1年や2年の有期雇用契約が一般化した結果、組合に入るインセンティブがなくなりつつあり、結果として雇う側と雇われる側として対等な交渉ができなくなっているのではないか、雇う大学側のいいようにやられているのではないかというわけだ。
そのほか、正社員として雇うと、保険料やなんだの従業員の給料以外の負担もある。業務委託ならプロジェクト単位などの短期で給料以外の負担がない。仮に正社員の基本給の30%の保険料と会社が負担していたとして、それを業務委託に切り替えると、正社員の基本給のプラス20%を支払って優秀な人を雇ってもまだコストカットされていることになる。
開発の文脈でいうと、先進国におけるギグエコノミーとはフォーマルセクターのセミフォーマル化が起こっているのではないかというわけだ。
途上国におけるギグエコノミー
先進国の状況が上記の通りなので、途上国だとへたすりゃもっと搾取的なんじゃないかと思って、今後、途上国の雇用に取り組むなら現状を知っておくべきだと思ったのだけど、タイトルの通り状況は異なる。
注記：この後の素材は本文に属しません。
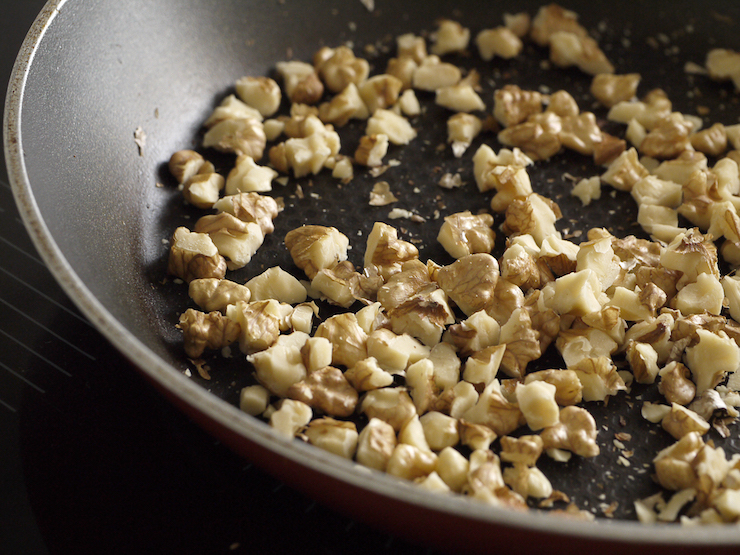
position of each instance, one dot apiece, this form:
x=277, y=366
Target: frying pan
x=99, y=206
そもそも途上国の経済というのはインフォーマルセクターの割合が大きいのだ。インフォーマルセクターとはなにかというと、行商やごみ拾い、流しのタクシーなど国家の統計や記録に残らない経済活動をしている人たちのことであり、簡単にいうと税金を払っていない人たちであり、貧しい人とほぼ同義。
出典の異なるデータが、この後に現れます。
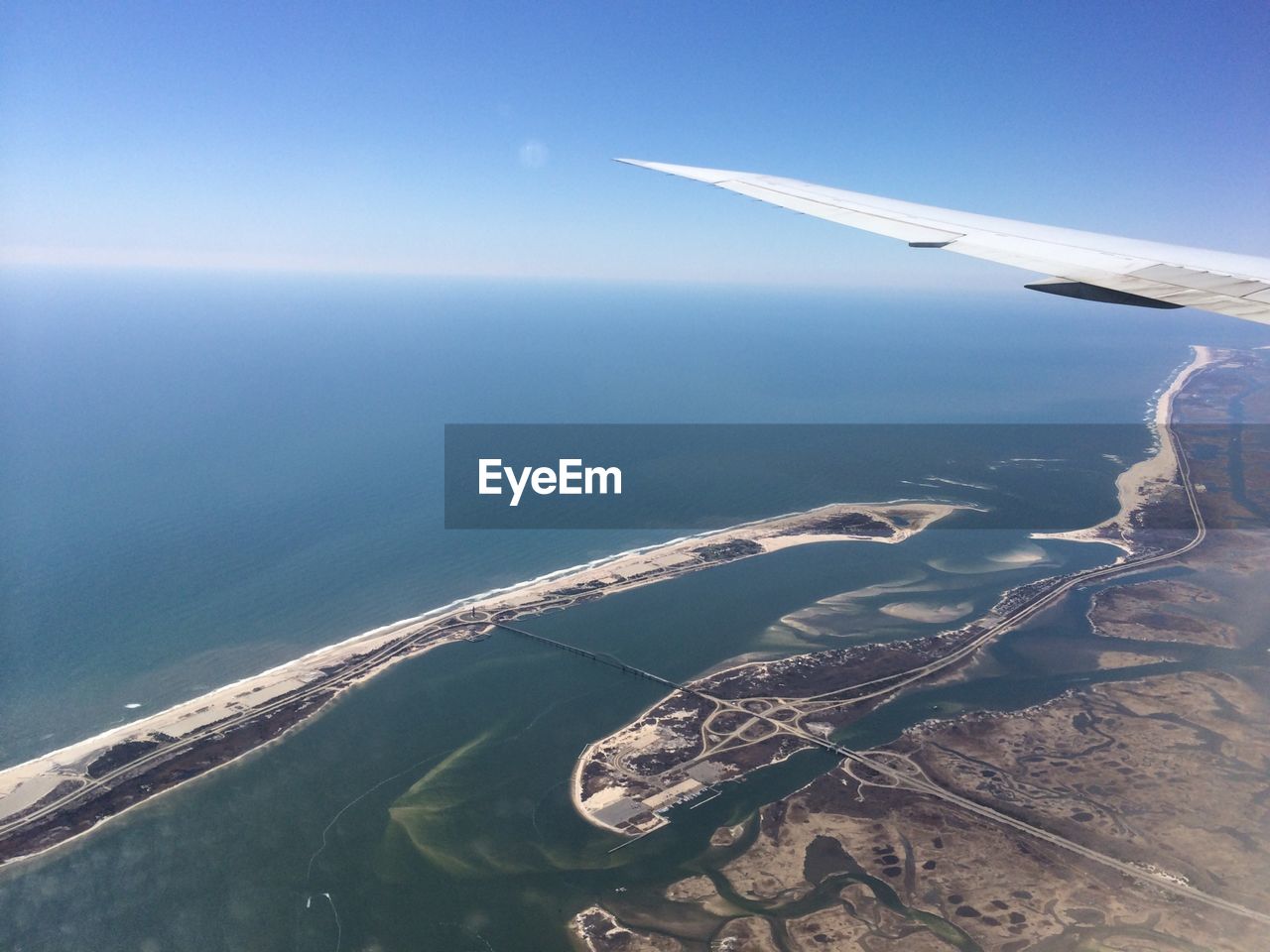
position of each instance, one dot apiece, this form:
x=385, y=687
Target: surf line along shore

彼らの仕事というのは休みもなければ労働時間も長いし、保険や有給なんて概念は当然ないし低賃金極めて不安定。例えば、ウガンダは労働者の約87%がインフォーマルセクターで働いている。さらにそのうちの約80%が貧困を脱せていない。彼らの教育水準が低いことが主因だと言われている。そういった環境のところにギグエコノミーが入ってきた。ウガンダ版UberのSafebodaが入ってきた。
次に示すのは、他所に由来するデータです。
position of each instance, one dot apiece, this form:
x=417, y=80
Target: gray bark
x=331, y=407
バイクタクシーの仕事の7割はただ待つことだと聞いたことがある。それがSafebodaのアプリのマッチングにより効率化した。結果、生産性が上がり収入が上がる。同社の提供する事前研修やOJTにより仕事のスキルを磨けているようでもある。さらに提携のモバイルマネーアプリでマネーリテラシーも向上しているようだ。
もちろん、これはごくごく一部のことなんだろうと思う。けれど、搾取か恩恵か2軸でみると、少なくとも途上国においては恩恵の方が勝っているようにみえる。以前がひどすぎたから。
さらにユーザー情報がアプリに記録されるので、どこまで会社がデータを政府に出すかの議論はあるが、インフォーマルセクターがセミフォーマル化していると言える。インフォーマルであれば、どんなニーズがあるかが把握しにくいので行政としては支援をしにくい。それがセミフォーマル化することでいくらかは手を差し伸べやすくなる。
途上国におけるギグエコノミー、あるいはデジタル経済は教育レベルが低かろうが間接的に労働者の働く環境を改善し、彼らの能力の向上を助けることができるのではとポジティブな意味合いが大きい。
まとめ
またしてもクソ長いnoteを書いてしまった。カリブにいたころは1,500文字くらいに抑えてポップな文章を書くことを意識していたのに。
このころなんて、お前はカミュとポール・オースター読んだ後に書いたのかと思うほどの詩的さがある。
話を戻すと、教官に指摘を受けたのは「途上国のギグエコノミーってインフォーマルからのセミフォーマルの意味合いでポジティブに語られることが多いんだけど大丈夫か」だった。いろいろ察してぼくはそのトピックをエッセイにするのをやめた。
思えば、以前ぼくがいろいろ手伝ってたタイ系日本人のシングルマザーもバンコクではウーバーイーツの配達員的なことをしていたと言っていた。大卒で職歴として貿易事務などのホワイトカラーの仕事もあるのに。景気や需要がどの程度なのかは知らないけれど、普通に生活できるくらいには稼げているようだった(税金は払ってなかったけど。タイの税制がどんなのか知らないけれど)。
おもしろいのは、その人は日本にすぐ自転車手に入れてウーバーイーツの配達員として働き始めてたこと。日本国籍だから全然問題ないんだけれど、タイ生まれタイ育ち、日本語怪しい、土地勘なしでもGoogleマップと自転車があれば稼げてしまうそのスキルの共通性というのか、ポータブルスキルというのか、なんか新しいというか、これがギグエコノミーなのかと。